“Robert, I suppose you have not spoken without consideration, and if you think I would be a burden to you, it is best to go on without me.” She ended with a deep-drawn breath.

“That sound was not a sob,” she said bravely, “I only lost my breath and caught it hard again.”

“Yes, Cherokee, I am going without you, going out of your life. Good bye.”

“You cannot go out of it,” she answered, “but good bye.”

“Good bye,” he repeated, which should only mean, “God bless you.”

There was a flutter of pulses, and Robert walked away with head upheld, dry-eyed, to face the world. Unfaltering, she let him go, the while she had more than a suspicion of the lips whose false speaking had wrought her such woe.
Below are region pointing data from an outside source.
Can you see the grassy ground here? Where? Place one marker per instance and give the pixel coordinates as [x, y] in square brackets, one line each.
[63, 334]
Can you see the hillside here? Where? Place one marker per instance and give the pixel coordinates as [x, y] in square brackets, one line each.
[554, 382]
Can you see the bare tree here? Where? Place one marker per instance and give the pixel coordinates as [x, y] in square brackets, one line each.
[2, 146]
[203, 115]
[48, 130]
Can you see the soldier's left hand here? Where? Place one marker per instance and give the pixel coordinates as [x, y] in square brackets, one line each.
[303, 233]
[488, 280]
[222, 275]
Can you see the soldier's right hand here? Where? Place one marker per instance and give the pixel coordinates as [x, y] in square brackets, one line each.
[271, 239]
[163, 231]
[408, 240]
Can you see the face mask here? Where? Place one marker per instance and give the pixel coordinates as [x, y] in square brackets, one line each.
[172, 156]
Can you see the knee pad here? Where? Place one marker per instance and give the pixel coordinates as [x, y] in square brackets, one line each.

When he reached his room he unlocked the drawer, produced from it a card, and looked long and tenderly upon the face he saw. He bent over and kissed the unresponsive lips. This was his requiem in memory of a worthier life. Then lighting a match he set it afire, and watched it burn to a shadowy cinder, which mounted feebly in the air for a moment, making a gray background against whose dullness stood out, in its round finished beauty, the life he had lost—echoing with a true woman’s beautiful soul.

As the ashes whitened at his feet, he thought, “Thus the old life is effaced, I will go into the new.”

The midnight train took him out of town, and Cherokee was weeping over a basket of white roses which had come just at evening.